The result of this rapid examination of the effects of art in its various forms is, that it involves as an essential factor a certain amount of vague and undefinable emotion. Hence art will always have its mysterious side, and a full appreciation of art in all its parts will include a susceptibility of mind to this particular emotional effect. Accordingly a mind which cannot enjoy without perfectly comprehending the whence and the why of its delight, must, it would seem, be debarred from a portion of the pleasures of art.

We have so far said nothing as to the relative merits of the pleasure which is made definite by intellectual reflection, and that which defies such a process of illumination. In truth, it is difficult to compare the two modes of enjoyment. While such intellectual activity tends to destroy a certain charm which belongs to these undefined emotional effects, it adds a new gratification of its own. The question of the superiority of the one or of the other form of enjoyment may, as we have already remarked, best be referred to individual taste. Some minds of a highly intellectual order, and unequally developed in an emotional direction, will prefer those effects of art which lend themselves to clear definition; other minds, of an opposite order, will rather choose the opposite type of æsthetic effect. This difference will affect the person's relative appreciations of the several arts. Thus, the first type of mind will prefer music united to language to "absolute" music. Many persons, like Lessing, fail to enjoy instrumental music just because of its indefiniteness. Others, like Schumann, would regard all minute inquiries into the what and why of instrumental music as irrelevant. They prefer to keep its meaning screened, so to speak, from the rude light of day.

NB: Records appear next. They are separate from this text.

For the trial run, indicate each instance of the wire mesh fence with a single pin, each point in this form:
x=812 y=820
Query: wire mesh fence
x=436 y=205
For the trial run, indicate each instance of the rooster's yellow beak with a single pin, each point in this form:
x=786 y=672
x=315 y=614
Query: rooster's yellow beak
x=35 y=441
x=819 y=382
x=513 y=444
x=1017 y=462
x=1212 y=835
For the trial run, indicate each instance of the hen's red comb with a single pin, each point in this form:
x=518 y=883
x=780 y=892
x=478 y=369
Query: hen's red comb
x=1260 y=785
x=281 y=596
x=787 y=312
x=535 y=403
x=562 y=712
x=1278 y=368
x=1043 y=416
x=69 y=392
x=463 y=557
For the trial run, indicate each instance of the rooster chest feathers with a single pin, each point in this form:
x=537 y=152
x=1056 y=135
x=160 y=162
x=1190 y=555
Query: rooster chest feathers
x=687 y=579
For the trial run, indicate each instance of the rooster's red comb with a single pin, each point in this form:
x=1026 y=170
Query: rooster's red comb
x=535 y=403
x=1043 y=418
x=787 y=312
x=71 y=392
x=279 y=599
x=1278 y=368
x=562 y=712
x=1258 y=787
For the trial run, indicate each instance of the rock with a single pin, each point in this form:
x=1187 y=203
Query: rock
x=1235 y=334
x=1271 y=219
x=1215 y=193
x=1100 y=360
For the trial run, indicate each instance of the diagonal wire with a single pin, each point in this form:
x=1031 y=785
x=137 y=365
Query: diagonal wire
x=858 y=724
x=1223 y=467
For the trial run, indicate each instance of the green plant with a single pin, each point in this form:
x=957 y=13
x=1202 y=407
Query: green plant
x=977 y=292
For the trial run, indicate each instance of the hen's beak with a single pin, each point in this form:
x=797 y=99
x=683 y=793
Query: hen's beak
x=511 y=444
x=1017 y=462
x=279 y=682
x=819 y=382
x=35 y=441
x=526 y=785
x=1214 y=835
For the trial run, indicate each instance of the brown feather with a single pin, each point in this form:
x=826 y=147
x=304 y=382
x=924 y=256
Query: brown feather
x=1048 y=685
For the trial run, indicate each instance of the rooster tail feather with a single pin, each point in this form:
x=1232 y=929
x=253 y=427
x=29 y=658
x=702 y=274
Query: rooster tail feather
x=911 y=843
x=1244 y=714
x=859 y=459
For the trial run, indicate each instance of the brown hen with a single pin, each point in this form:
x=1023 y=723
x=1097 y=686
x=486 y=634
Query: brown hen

It is another question as to the proper range of this influence, both in art as a whole and in the several arts. It is plain, from what has been said, that this depends, to some extent, on the artist himself. Thus, for example, a musical composer may seek to render instrumental music minutely descriptive. On the other hand, a painter may lean to an obscure mode of presenting his subject. So, too, the poet may fall into the way of suggesting his scenes and events in shadowy outline, and of dwelling on those aspects of nature and of life which most deeply stir vague and undefinable emotions. Is it possible to lay down any rules as to the right management of this material of art?

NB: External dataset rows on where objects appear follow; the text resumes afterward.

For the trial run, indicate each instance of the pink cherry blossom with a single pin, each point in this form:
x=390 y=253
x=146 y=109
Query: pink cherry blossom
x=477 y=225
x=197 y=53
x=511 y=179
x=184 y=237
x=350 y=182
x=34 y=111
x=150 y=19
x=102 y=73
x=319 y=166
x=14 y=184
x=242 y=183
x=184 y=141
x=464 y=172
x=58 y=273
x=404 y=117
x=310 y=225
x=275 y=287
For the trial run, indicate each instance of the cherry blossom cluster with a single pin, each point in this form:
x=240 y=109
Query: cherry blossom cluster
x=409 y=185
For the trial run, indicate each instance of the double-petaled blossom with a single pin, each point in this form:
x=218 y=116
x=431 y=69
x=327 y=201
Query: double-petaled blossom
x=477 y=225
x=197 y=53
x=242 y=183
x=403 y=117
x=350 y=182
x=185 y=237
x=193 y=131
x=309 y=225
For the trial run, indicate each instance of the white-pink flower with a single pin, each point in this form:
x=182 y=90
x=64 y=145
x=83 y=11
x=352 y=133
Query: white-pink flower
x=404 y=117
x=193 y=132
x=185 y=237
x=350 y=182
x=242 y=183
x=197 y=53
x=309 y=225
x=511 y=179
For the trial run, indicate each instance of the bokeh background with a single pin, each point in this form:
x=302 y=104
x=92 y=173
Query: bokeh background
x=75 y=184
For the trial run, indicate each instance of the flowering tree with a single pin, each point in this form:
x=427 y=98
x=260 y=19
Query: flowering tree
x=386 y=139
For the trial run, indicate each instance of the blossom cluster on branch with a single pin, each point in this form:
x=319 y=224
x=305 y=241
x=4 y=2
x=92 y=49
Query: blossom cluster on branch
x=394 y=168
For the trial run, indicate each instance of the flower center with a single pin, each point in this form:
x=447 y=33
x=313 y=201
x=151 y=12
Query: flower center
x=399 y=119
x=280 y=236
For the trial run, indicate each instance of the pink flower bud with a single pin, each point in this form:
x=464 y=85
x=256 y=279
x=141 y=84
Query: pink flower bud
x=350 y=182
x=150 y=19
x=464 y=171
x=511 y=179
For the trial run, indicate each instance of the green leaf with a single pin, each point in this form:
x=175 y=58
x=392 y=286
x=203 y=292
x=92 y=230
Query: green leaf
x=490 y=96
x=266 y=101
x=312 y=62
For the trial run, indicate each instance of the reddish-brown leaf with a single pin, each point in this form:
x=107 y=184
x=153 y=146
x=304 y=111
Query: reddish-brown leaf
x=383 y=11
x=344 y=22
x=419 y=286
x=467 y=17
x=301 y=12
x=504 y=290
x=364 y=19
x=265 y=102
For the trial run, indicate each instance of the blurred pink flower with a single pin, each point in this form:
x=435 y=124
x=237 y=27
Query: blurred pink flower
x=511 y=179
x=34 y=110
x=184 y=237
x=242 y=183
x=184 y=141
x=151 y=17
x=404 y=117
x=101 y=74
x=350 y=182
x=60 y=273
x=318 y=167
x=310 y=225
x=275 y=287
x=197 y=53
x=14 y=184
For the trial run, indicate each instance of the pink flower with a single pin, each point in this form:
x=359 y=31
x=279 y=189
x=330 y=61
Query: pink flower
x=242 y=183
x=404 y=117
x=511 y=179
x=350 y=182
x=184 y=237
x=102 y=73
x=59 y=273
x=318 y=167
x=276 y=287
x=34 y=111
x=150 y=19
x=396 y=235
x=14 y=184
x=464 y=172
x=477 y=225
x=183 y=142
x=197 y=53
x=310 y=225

No rigid maxims, we think, can be looked for here. A wide margin must clearly be allowed for differences of individual taste. All that can be safely said is, that the intellectual and the emotional have each their rights. On the one hand, culture tends, as has been remarked already, so to strengthen the intellectual impulses that a mode of enjoyment, from which clear apprehension of objects and ideas is wholly excluded, is unsatisfying and incomplete. On the other hand, art is not science: it aims primarily at an emotional, not an intellectual, result. Some of the

deepest feelings of pleasure are, as we have shown, afforded by objects and suggestions which leave the intellect comparatively inactive. Further, as we have seen, these modes of pleasure are not only compatible with intellectual culture; they even presuppose (at least in their highest degree) a certain measure of it. To this we may now add, that our modern culture adds to the value of this undefined emotional enjoyment. Accustomed as we are to the scientific attitude of mind, to regarding nature and life only as an object for intellectual comprehension, there is an exquisite sense of relief in abandoning ourselves for the nonce to the emotional attitude-to viewing nature and life through the dim medium of a fancy which gives to each object the form and colour most precious to our feeling. We may thus safely conclude that each mode of gratification has its rightful place in art.

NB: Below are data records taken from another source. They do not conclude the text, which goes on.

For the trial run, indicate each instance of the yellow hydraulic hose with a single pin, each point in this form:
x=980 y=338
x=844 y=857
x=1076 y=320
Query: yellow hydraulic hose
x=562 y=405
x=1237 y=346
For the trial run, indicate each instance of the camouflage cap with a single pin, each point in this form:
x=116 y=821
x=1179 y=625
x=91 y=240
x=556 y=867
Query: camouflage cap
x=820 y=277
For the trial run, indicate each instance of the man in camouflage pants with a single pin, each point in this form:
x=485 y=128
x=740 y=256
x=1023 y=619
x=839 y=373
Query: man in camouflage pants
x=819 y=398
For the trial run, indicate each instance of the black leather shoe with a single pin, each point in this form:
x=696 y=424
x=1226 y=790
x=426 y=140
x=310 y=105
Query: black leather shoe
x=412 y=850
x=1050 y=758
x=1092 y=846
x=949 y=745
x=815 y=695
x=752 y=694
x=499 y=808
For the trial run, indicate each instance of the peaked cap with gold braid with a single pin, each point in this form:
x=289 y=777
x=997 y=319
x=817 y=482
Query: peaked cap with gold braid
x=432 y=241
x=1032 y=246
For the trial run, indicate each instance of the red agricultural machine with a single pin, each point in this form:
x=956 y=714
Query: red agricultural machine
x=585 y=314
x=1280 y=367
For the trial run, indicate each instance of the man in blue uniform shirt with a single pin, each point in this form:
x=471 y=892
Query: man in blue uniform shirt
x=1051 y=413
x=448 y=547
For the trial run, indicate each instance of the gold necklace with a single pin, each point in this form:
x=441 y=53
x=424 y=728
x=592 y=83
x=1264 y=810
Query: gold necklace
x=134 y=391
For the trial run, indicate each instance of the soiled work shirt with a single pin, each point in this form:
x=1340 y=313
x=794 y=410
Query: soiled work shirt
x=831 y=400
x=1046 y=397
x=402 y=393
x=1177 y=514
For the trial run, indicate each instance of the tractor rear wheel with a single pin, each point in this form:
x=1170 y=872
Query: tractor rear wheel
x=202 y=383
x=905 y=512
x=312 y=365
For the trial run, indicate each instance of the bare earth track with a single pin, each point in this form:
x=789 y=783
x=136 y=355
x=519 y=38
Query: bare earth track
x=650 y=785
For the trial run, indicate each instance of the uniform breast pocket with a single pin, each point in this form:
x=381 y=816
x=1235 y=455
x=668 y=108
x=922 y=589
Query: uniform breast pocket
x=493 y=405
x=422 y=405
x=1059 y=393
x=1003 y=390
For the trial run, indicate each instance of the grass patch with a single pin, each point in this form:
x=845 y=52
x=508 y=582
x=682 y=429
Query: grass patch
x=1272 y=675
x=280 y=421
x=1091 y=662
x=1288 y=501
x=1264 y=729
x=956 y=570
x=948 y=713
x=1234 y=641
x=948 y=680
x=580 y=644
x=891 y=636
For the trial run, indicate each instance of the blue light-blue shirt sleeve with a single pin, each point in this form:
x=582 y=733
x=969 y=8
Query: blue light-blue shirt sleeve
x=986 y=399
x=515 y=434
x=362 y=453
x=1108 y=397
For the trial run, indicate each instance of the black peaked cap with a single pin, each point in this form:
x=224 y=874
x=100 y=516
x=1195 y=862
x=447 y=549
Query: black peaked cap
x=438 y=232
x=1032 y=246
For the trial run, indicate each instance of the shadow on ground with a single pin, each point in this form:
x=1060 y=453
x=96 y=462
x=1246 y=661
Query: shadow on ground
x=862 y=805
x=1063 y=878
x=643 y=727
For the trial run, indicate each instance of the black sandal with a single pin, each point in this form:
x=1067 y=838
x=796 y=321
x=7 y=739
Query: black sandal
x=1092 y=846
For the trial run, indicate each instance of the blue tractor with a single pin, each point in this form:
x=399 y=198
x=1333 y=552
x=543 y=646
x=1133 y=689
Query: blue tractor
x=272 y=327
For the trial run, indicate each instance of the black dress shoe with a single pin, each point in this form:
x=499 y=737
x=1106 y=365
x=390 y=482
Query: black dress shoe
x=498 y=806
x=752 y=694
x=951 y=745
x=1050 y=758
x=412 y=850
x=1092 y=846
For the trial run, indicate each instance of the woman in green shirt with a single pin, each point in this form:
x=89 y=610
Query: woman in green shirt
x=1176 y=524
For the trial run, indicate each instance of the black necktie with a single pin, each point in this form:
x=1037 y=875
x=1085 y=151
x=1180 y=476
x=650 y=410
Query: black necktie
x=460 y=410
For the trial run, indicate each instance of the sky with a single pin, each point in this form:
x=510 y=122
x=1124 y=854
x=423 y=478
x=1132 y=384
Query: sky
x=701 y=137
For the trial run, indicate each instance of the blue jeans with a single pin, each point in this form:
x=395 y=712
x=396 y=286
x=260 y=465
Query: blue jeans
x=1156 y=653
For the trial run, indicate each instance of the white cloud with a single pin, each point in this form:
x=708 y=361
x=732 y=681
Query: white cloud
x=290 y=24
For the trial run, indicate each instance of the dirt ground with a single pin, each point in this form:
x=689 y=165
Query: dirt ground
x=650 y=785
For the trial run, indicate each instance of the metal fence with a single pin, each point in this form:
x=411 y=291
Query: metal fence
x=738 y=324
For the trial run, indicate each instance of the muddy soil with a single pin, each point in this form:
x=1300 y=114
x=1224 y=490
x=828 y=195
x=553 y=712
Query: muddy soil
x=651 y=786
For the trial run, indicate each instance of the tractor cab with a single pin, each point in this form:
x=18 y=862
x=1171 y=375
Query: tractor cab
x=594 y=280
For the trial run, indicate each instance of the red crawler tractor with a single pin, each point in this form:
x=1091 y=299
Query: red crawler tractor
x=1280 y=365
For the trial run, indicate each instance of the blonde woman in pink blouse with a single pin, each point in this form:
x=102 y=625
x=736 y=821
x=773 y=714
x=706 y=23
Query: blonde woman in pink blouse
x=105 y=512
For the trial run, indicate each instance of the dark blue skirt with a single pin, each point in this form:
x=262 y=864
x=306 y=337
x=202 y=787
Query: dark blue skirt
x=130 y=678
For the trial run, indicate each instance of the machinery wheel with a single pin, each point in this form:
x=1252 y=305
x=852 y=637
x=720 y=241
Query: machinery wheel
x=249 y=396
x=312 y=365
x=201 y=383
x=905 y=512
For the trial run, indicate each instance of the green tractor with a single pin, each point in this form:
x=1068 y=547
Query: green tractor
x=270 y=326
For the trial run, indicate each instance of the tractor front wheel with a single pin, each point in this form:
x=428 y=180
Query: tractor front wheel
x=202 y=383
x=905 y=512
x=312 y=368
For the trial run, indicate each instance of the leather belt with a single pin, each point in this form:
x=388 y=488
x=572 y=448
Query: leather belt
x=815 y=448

More definite rules for artistic guidance may perhaps be found if we have to deal with special varieties of art. By considering the materials at the command of a particular art, and its varied possibilities, we may roughly ascertain the extent to which this factor is admissible. Thus, for example, it may be safely said that vague suggestion cannot be introduced into pictorial art to the same extent as into music. The eye desires clear and well-defined objects: it is the organ of perception par excellence, and it could never be long satisfied with misty "nocturnes " Οι with a dreamy symbolic type of art. Music, on the other hand, by making use of inarticulate sounds-that is to say, a necessarily vague mode of expression-is under no such obligation to meet the intellectual needs. Finally, poetry may be said to offer ample scope for each mode of pleasure. Its medium, verbal signs, allows of the most definite modes of presentation. On the other hand, it is capable of the widest and most various suggestion of the vague and incomplete sort. Hence we ask of the poet an equal satisfaction of intellect and of emotion, clear perception of fact and dreamy imagination of the unknown and the ideal. We are here reasoning that the special aim of an art must be inferred from its special capabilities. Thus, having found how far these vague modes of delight are capable of being produced by the several arts, we can roughly determine their proper functions in relation to this particular kind of emotional effect.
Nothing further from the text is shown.